[ExI] The tools humanity will need for living in the year 1 trillion

Adrian Tymes atymes at gmail.com
Sat Jul 14 20:33:50 UTC 2018


On Sat, Jul 14, 2018 at 7:57 AM, John Clark <johnkclark at gmail.com> wrote:
> Feynman said place two beads on a sticky rigid rod, the beads can slide
> freely but there is a small amount of friction between the beads and the
> rod. If the rod is placed transversely to the direction of propagation of
> the gravitational wave then atomic forces will hold the length of the rod
> fixed, or almost fixed, but the proper distance between the two beads would
> be free to oscillate. So the beads would have to rub against the rod, and
> the friction from that would produce heat, and with heat you could run a
> steam engine and get work out of it.
>
> Why couldn’t the same argument also be used to show you could get work out
> of the expansion of the universe?

Static friction, though this may work against Feynman's idea too.

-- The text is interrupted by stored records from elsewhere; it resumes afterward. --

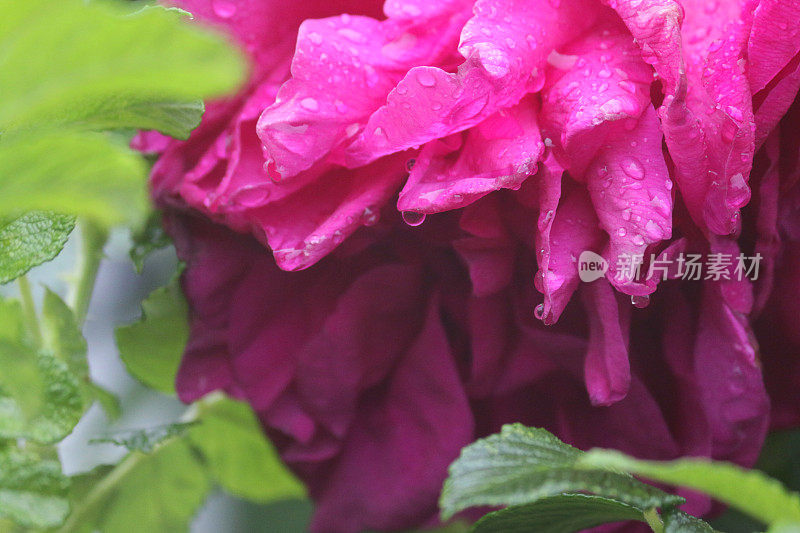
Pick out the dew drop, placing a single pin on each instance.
(413, 218)
(310, 104)
(633, 168)
(252, 196)
(370, 217)
(426, 79)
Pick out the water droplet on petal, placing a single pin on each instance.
(426, 79)
(310, 104)
(413, 218)
(370, 217)
(633, 168)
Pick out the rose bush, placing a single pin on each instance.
(526, 132)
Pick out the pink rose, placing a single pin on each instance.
(527, 132)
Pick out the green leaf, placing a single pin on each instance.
(32, 491)
(148, 239)
(751, 492)
(62, 335)
(75, 173)
(560, 514)
(63, 338)
(152, 348)
(95, 66)
(240, 458)
(145, 440)
(30, 240)
(174, 118)
(158, 492)
(521, 465)
(676, 521)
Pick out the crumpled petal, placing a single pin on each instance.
(573, 229)
(489, 251)
(772, 44)
(595, 82)
(500, 152)
(631, 191)
(506, 45)
(607, 370)
(342, 70)
(267, 28)
(421, 421)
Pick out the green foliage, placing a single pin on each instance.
(145, 440)
(751, 492)
(152, 348)
(70, 66)
(71, 172)
(237, 454)
(679, 522)
(91, 66)
(559, 514)
(157, 492)
(146, 240)
(63, 338)
(523, 465)
(40, 398)
(30, 240)
(32, 490)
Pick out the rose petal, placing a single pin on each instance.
(501, 152)
(607, 369)
(506, 45)
(631, 191)
(421, 421)
(342, 70)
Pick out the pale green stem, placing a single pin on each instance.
(654, 520)
(81, 515)
(92, 241)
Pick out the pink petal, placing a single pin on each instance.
(501, 152)
(608, 374)
(268, 28)
(772, 45)
(342, 70)
(729, 377)
(421, 421)
(506, 45)
(596, 80)
(574, 229)
(305, 226)
(631, 191)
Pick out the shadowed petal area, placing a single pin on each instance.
(608, 374)
(421, 420)
(631, 191)
(342, 70)
(506, 45)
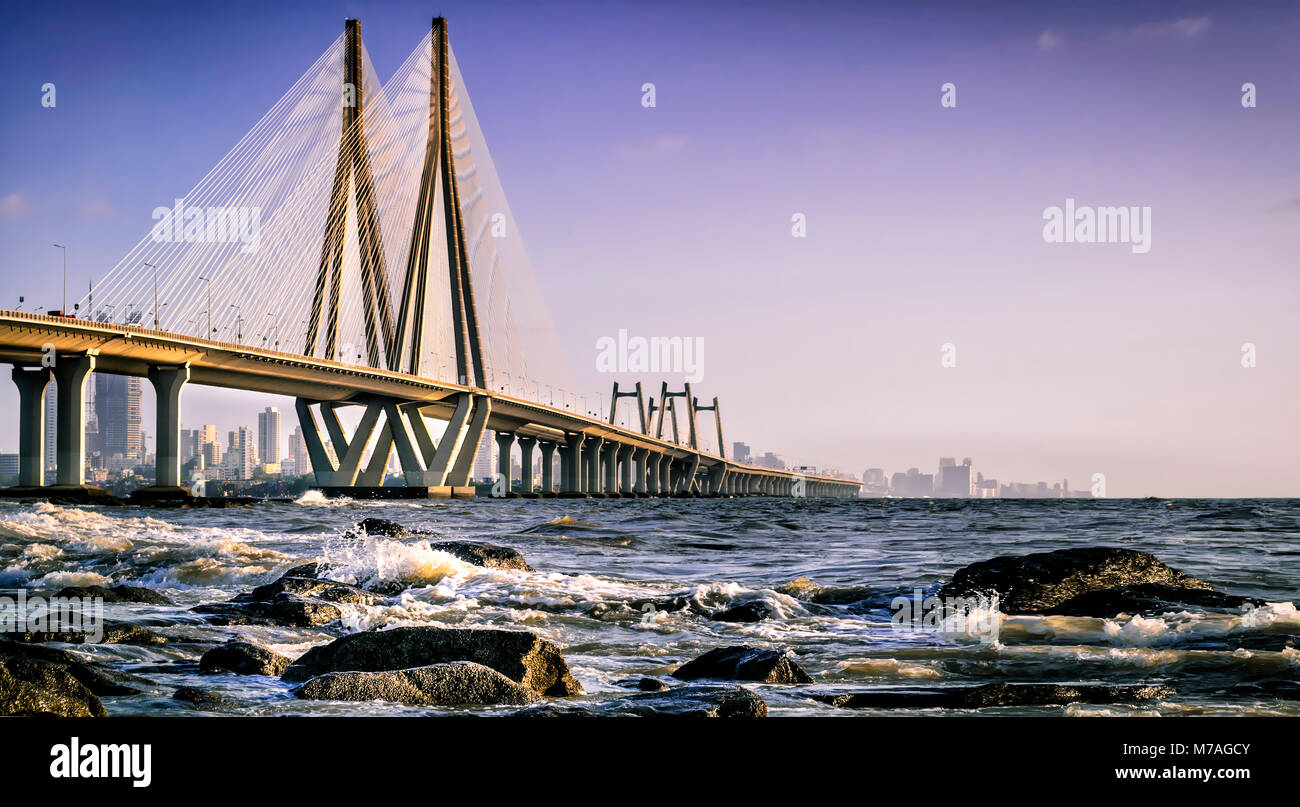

In short, there is a certain minimum impulse needed to start movement,
when one object is resting upon another such that there is friction
between them.  If a gravitational wave is too weak to overcome this,
it's not a small amount but literally zero movement that is imparted.
Expansion of the universe seems likely to remain substantially weaker
than most detectable gravitational waves.